Barile is also thrilled to be working with Fazio again.

“It’s like, wow. He’s my best friend in the show,” he tells me. “I’ve known Santo since 1985. It’s fun telling him stories onstage in character, because he’s my best audience. He can recognize when I’m in truth.”

A huge Mets fan — he was at Shea Stadium and Citi Field for the deciding World Series games in 1986, 2000, and 2015 — he is not thrilled with where the club is after a disastrous year.

“It will be a blow-up off-season, from top to bottom, starting with the front office,” he says. “They suck. It’s a curse. I was miserable. I can’t even believe my investment emotionally.”

I ask him what it’s like wearing a Yankees hat in the show.

“Frankie is definitely a baseball fan, and I figured that him being from Staten Island, he’s a Yankees fan. It also was a way for me to know I was playing someone else, not myself, because I’m most comfortable and successful in characters that aren’t too far removed from who I am.
In my approach to a character I like to have at least one part of my costume/wardrobe anchor me to him. In this case it’s the Yankees hat, for sure. As the great Lee Marvin once said, ‘Show up on time, know your lines, and let the clothes do the acting.’”

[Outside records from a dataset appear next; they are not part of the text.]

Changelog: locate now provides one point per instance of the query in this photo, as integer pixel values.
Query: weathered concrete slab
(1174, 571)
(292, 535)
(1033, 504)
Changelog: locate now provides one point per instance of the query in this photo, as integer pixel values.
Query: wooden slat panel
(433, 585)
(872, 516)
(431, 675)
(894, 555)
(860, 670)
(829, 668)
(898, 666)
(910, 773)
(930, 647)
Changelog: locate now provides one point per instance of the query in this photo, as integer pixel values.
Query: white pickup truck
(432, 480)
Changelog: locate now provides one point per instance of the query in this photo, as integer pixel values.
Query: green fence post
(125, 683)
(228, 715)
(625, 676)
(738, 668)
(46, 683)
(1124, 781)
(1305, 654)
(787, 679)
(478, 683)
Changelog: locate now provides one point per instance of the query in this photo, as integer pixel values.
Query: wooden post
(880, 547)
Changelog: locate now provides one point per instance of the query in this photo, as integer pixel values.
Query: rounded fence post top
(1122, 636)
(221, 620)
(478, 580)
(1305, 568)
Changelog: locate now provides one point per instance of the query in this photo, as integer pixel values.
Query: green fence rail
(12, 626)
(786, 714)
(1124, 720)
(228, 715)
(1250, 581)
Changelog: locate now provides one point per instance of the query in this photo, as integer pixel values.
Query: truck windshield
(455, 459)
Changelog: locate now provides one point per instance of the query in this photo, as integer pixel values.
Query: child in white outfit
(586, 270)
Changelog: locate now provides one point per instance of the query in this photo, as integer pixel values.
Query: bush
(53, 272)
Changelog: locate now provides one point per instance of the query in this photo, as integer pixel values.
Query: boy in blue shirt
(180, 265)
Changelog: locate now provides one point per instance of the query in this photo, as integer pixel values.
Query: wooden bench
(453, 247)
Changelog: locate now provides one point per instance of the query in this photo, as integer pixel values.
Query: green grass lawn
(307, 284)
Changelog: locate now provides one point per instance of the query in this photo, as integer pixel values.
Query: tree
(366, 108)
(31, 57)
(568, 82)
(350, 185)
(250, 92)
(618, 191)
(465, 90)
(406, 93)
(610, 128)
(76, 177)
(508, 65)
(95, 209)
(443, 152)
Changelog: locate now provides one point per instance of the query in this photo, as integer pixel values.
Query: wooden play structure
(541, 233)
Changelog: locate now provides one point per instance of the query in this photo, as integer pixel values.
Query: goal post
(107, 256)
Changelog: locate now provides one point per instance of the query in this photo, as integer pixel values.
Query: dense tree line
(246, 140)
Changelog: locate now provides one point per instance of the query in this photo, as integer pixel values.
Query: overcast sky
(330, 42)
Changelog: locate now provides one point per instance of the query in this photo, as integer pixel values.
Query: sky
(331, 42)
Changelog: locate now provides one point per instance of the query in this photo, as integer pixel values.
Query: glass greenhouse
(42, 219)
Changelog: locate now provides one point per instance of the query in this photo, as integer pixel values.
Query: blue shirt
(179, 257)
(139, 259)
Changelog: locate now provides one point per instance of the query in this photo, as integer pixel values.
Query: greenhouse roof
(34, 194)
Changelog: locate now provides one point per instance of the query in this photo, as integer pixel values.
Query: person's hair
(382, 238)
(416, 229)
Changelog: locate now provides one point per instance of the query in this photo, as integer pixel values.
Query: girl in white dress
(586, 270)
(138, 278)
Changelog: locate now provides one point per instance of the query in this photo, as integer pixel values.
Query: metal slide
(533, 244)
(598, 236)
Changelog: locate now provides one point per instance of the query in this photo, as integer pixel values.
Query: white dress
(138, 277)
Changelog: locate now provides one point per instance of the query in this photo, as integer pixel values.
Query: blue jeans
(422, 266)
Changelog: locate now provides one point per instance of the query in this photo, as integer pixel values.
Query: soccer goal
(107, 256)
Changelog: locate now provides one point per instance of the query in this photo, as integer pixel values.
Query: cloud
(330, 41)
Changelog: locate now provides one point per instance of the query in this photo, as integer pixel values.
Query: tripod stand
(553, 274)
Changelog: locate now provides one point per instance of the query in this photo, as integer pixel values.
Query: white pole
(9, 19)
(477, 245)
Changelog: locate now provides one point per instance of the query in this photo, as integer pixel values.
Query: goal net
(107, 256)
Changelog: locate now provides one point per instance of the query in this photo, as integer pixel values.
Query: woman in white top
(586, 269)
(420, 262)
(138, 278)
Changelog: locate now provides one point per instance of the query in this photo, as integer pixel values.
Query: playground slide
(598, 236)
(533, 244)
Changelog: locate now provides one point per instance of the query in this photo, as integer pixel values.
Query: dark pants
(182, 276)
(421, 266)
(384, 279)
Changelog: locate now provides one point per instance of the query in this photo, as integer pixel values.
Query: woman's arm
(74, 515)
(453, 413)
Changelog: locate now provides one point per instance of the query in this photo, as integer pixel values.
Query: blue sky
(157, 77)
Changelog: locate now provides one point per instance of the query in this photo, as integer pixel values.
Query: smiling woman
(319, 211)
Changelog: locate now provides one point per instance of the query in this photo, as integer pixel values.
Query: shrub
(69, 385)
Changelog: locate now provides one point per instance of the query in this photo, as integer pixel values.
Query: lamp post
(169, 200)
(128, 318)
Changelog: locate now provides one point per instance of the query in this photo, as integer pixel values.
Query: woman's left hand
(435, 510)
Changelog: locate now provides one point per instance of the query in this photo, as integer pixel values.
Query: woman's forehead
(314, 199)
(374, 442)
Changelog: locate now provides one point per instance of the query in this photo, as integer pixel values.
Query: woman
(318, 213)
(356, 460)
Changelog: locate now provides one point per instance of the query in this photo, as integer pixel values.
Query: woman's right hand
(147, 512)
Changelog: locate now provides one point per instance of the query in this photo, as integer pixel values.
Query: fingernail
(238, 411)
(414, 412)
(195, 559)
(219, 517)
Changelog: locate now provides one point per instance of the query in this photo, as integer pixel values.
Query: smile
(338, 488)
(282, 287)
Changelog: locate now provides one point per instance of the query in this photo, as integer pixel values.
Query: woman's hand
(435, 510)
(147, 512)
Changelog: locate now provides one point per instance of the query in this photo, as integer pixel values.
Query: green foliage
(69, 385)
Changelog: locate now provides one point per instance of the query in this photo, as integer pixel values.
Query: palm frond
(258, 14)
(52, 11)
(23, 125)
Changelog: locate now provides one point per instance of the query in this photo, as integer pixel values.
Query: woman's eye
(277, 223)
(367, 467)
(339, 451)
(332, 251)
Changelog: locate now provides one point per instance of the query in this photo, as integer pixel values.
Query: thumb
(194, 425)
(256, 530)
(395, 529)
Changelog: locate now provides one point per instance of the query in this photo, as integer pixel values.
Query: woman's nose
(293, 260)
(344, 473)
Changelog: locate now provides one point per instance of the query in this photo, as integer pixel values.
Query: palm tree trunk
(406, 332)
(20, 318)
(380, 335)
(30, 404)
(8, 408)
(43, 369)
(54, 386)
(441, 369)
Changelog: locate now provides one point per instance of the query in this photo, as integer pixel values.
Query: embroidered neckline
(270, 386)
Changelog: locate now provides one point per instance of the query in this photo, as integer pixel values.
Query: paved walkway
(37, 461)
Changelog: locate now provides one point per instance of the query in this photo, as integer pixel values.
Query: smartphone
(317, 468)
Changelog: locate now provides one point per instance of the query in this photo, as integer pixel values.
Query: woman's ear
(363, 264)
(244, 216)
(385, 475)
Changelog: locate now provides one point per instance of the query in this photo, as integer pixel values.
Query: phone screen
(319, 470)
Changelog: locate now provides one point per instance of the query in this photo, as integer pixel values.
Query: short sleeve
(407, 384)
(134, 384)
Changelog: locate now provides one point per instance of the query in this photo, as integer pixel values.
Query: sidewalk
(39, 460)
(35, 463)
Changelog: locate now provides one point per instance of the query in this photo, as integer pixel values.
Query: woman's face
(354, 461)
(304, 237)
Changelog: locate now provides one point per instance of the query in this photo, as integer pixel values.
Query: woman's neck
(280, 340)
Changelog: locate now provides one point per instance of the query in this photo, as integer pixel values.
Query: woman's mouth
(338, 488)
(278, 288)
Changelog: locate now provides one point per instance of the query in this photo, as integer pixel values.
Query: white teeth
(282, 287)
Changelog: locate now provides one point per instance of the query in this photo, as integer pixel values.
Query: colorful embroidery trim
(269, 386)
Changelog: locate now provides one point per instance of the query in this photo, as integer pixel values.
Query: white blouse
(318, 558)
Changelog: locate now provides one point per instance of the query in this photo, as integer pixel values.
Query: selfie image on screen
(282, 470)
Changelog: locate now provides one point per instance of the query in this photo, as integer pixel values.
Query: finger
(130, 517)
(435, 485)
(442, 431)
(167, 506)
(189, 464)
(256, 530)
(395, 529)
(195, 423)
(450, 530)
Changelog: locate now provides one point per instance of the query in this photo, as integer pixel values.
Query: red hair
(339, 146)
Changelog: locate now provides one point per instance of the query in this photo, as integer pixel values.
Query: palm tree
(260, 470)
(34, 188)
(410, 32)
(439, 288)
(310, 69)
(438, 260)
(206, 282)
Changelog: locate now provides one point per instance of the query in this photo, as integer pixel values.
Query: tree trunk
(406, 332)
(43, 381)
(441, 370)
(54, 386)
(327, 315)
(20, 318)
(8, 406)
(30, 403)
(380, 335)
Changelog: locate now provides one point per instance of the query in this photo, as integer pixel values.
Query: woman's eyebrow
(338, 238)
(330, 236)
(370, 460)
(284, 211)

Barile and his wife also starred together as a couple preparing to go out for the first time since the pandemic took hold in Kevin Alexander Leonidas’s short film You Can’t Fix Stupid, and Barile, aka Mummy, appeared in David Shapiro’s seven-part documentary series Untitled Pizza Movie, about famed pie man Andrew Bellucci.

“I enjoy a good story,” Barile says. “You just want to be natural about it. Just tell the story.”